Diuretic medication drained fluid from his body, but the treatment wasn’t enough. He was referred to the Advanced Heart Failure Treatment and Transplant program at NBI.

“When Bernard came to us, his heart was very weak, and he was short of breath in his normal day-to-day activities,” Dr. Kapoor says.

A weak heart does not supply the body with enough oxygen-rich blood. As a result, the body begins to retain fluid, which can back up into different organs, including the lungs. Normally, the heart’s pumping chamber ejects 65 to 75 percent of its blood with each heartbeat. Bernard’s heart was pumping just 8 percent.
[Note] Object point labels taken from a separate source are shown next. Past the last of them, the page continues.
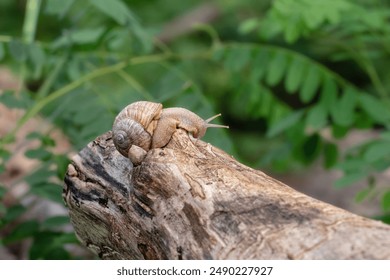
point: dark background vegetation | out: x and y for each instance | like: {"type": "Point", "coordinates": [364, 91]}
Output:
{"type": "Point", "coordinates": [294, 79]}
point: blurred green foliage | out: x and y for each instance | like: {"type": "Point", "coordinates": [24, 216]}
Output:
{"type": "Point", "coordinates": [281, 72]}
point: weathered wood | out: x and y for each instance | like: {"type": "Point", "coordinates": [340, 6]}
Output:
{"type": "Point", "coordinates": [193, 201]}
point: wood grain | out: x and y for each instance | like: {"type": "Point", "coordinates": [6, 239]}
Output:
{"type": "Point", "coordinates": [194, 201]}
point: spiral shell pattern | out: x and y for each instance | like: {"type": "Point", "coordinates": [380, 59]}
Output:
{"type": "Point", "coordinates": [134, 125]}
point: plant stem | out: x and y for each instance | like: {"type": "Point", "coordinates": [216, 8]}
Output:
{"type": "Point", "coordinates": [40, 104]}
{"type": "Point", "coordinates": [31, 20]}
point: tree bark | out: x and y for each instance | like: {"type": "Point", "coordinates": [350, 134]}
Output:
{"type": "Point", "coordinates": [194, 201]}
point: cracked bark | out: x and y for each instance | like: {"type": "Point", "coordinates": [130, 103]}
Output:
{"type": "Point", "coordinates": [193, 201]}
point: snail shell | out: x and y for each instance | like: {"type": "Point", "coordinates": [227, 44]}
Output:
{"type": "Point", "coordinates": [134, 125]}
Oral medications helped at first, but by November 2018, the blood-pumping capacity became so poor that Bernard was put on an intravenous drug administered continuously to help the heart contract. His condition was now serious enough that he began tests to qualify him for a heart transplant. Unfortunately, he was found to have prostate cancer, which required four months of radiation treatment before a transplant could be considered.

During that time, he also had a stroke.

“For a long time, I wasn’t eligible for a transplant because of all the other stuff going on,” he says.

Finally, around Labor Day 2020, he learned he’d qualified for the transplant list and doctors would commence their donor search.

“That was a real exciting day,” Bernard says.

The all-clear came just in time.

Another Wait Begins

“Bernard was on the cusp of cardiogenic shock, when organs can start to fail,” Dr. Kapoor says. “He was very sick and needed to stay in the hospital.”

Even the intravenous medication was failing, and Bernard was placed on a balloon pump that supported his heart until a match could be found. Thus began the long wait in the hospital.

Due to the pandemic, family visits consisted of Bernard looking out his eighth-floor window to see Constance and the kids waving from the parking lot. The momentous call telling Bernard he had a donor was joyous for Dr. Kapoor as well.

“It’s an amazing feeling to call someone who is at risk of losing everything and say we found a match,” Dr. Kapoor says.

Bernard’s transplant, which took place on December 30, was one of six transplants performed in six weeks at NBI.

“NBI has an experienced team at a high-volume center that has done more than 1,100 transplants,” Dr. Kapoor says. “Bernard has been a trouper through this ordeal and has done very well.”

Bernard now says he’s getting back to normal activities such as attending church services and easing back into singing. “I’m looking to get back not just to 100 percent,” he says, “but 200 percent, where I come back stronger than ever.”